Although some economic recovery is projected in 2017, uncertainty and weaker growth hang as risks because of vulnerabilities around the world such as the conflicts in Syria, Iraq and Libya; the breakdown of states on the African continent; and, ISILor Daesh terror. All in all, the world economic forecast is relatively gloomy.
Yet in the midst of the gloomy economic predictions, a new analysis, “The Refugee Surge in Europe: Economic Challenges,” provide a ray of hope.
The analysis reveals that over time migrants could actually help European economies stimulate their GDP growth. After studying the data and the various dimensions of the refugee crisis in Europe, the authors of the analysis conclude that while the sudden surge in the number of migrants and asylum seekers strain economies, they also offer opportunities, especially with the arrival of skilled and talented people.
In the short term, the IMF analysis estimates that, “on a GDP-weighted basis, average budgetary expenses for asylum seekers in EU countries could increase by 0.05 and 0.1 percent of GDP in 2015 and 2016, respectively, compared to 2014.”
This increase in budgetary expense will be felt as follows by the nations expected to shoulder the burden for the increases in spending: Austria (at 0.08 and 0.23 percent of GDP); Finland (at 0.04 and 0.28 percent of GDP),; Sweden (at 0.2 and 0.7 percent of GDP); and ,Germany (at 0.12 and 0.27 percent of GDP).
These are substantial increases. But, in the long term, the authors of the analysis observe that “The net fiscal impact of migrants is mostly driven by their success in the labour market.” They proceed to observe, “Immigration tends to be associated with a small overall positive contribution to the public finances, but the range of estimates is wide.”
These findings for the European Union countries correlate with those from around the globe. Recent experiences of the countries with immigration shows that the success of immigrants depends on a number of variables such s the economic size, regional outlook, productivity, labour market, security challenges, and the extent of socio-economic integration of refugees.
As noted, the experience of the European nations has been a highly varied one.
Germany, for example, with an aging population will need millions of new workers to sustain its high economic growth rate and already has a higher share of foreign born population in the workforce than the United Kingdom. Immigrants already make a substantial contribution to the German economy and will do more so in the future.
By contrast, France has struggled to integrate immigrants into the workforce. This condition will no doubt become even more problematic due to the recent terrorist events in France.
As one looks around the world, countries such as Canada and New Zealand have been relatively successful with coexistence between host populations and immigrants, despite ongoing international security challenges in the form violent extremism.
The United States, however, provides the best example of how a country that offers favourable conditions to highly skilled and educated immigrants, benefits economically.

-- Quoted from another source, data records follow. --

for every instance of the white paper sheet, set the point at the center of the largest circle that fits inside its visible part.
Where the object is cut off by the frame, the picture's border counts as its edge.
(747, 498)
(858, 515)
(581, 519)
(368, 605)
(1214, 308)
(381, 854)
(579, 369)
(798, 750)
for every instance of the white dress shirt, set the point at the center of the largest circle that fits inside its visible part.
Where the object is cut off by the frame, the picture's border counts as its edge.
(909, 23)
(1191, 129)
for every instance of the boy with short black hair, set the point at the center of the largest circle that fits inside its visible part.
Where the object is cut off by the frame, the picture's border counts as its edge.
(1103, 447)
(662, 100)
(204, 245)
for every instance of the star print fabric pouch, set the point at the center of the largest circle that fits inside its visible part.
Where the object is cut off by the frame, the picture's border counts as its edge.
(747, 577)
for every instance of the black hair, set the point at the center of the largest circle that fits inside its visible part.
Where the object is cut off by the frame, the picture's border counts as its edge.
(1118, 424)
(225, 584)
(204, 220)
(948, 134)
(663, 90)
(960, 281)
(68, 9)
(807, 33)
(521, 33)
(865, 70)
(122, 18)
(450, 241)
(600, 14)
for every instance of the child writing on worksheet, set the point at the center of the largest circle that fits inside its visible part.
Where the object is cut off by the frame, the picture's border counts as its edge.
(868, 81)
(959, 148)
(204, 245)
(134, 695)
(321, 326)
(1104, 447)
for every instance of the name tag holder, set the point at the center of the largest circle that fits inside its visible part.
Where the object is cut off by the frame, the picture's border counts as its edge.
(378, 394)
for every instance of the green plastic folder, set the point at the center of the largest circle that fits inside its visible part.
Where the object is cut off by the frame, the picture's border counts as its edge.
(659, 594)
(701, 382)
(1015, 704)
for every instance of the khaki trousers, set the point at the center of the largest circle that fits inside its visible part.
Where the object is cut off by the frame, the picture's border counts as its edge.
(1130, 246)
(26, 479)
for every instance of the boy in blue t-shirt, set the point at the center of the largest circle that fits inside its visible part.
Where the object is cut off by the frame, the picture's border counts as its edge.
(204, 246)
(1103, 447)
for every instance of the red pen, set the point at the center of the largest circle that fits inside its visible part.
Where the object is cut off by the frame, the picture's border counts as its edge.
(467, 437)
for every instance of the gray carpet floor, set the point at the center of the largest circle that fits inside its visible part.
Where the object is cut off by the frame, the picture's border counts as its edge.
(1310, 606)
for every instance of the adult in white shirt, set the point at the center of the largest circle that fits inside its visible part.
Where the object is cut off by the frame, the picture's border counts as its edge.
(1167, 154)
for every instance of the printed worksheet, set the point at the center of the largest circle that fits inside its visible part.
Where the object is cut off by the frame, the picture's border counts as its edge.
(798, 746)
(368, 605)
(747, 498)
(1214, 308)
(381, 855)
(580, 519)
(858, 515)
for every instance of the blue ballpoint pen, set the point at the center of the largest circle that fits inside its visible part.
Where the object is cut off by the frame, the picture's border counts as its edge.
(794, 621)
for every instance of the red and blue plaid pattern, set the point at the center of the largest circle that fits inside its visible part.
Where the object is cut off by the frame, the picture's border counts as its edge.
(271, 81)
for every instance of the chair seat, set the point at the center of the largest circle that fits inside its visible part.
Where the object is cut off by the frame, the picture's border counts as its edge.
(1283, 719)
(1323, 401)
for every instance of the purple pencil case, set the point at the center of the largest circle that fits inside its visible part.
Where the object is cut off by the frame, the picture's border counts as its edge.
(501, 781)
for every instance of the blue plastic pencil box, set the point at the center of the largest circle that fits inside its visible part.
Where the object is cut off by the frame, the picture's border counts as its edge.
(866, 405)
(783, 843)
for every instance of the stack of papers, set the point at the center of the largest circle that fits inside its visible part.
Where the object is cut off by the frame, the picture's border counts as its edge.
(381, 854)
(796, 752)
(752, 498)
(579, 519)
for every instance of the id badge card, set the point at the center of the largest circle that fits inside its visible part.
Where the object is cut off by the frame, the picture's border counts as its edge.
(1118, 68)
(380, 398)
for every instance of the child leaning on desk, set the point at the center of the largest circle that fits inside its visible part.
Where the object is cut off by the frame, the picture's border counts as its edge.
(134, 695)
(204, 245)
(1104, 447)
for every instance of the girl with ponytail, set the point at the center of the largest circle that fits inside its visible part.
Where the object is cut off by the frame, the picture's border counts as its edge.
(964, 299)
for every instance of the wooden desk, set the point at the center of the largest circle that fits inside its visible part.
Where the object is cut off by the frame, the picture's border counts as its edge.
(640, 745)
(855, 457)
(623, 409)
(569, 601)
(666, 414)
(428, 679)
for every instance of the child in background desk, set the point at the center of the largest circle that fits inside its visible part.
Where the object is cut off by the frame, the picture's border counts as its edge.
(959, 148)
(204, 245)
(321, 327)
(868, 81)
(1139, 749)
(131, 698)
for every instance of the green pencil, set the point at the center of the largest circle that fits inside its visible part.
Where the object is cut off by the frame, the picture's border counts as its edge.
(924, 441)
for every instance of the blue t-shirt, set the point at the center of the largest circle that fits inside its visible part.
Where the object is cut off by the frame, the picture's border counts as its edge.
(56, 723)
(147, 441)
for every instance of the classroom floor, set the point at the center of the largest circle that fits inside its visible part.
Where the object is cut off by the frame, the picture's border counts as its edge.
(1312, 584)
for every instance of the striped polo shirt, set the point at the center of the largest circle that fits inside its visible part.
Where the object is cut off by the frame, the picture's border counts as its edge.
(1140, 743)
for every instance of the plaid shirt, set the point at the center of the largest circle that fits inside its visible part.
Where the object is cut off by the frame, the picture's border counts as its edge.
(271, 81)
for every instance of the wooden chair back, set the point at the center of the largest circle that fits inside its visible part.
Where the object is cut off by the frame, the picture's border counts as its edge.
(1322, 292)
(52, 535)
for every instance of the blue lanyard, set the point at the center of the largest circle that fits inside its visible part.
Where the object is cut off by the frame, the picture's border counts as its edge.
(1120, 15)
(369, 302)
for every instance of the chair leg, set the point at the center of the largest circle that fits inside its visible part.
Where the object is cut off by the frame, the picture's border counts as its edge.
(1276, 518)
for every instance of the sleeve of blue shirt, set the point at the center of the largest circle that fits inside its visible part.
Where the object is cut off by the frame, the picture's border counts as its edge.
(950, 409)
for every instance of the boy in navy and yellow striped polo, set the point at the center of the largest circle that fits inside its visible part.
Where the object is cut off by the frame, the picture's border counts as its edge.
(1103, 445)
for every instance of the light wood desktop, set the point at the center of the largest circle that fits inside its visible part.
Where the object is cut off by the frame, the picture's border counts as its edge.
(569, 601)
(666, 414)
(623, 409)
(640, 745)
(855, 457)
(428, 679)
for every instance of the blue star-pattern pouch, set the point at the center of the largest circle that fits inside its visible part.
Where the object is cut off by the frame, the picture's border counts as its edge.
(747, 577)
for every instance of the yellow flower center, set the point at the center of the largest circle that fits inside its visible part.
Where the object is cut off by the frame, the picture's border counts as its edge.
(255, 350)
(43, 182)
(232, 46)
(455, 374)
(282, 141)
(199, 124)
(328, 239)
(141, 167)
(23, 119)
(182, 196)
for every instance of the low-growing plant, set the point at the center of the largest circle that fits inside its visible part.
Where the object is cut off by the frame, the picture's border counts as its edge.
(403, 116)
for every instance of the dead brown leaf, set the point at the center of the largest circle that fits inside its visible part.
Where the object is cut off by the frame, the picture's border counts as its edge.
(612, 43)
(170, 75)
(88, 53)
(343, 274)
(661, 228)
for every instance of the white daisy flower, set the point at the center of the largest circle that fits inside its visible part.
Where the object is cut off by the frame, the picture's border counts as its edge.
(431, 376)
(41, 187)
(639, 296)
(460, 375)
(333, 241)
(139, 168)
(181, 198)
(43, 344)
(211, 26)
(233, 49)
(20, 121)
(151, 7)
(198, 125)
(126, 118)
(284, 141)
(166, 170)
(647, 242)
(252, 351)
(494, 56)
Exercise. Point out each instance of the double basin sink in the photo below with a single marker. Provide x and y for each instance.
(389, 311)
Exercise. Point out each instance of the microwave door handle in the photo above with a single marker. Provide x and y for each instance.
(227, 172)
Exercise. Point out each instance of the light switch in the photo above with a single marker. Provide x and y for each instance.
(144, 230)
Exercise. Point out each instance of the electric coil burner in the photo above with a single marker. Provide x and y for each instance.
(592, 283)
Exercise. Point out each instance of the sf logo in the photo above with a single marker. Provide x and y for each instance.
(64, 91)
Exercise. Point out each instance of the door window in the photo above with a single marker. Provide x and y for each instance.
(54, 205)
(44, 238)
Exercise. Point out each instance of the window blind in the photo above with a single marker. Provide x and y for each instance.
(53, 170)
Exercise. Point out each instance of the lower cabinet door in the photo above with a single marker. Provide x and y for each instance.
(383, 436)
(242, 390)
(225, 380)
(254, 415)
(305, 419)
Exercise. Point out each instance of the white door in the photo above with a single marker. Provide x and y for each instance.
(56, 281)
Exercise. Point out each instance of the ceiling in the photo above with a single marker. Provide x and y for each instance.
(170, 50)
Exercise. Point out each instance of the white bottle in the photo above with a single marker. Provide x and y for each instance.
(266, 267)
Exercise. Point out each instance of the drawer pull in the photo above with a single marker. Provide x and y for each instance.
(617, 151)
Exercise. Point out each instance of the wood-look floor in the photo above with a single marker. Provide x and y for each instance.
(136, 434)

A recent study by the National Foundation for American Policy revealed that immigrants have started more than half (44 of 87) of America’s newest startup companies valued at $1 billion dollars or more, and are key members of management or product development teams in over 70 percent of these companies. Indians were the largest groups in new billion dollar startups with a count of 14 out of the 87 startups.
The performance of the US in terms of leveraging the immigration population and contributions to the economy can be attributed to a number of factors including: the diversity of the American economy; policies of the Obama administration and favorable governmental regulations; and, a focus on entrepreneurs, innovators and specialists in an array of scientific and technological fields.
The IMF’s “Refugees in Europe” and the National Foundation for American Policy studies disclose that migrants can be a source for economic growth and development rather than a drag on the economy. This will not happen by accident, however. National leaders will have to ensure that the right policies and practices are in place to produce positive outcomes from immigration. Therein lies the rub.
Frank Fakhrul Islam is a prominent American Muslim and thought leader. He heads the FI Investment Group. Islam, who is of Indian origin (Aligarh), frequently writes on economic, development, IT, and educational challenges and opportunities.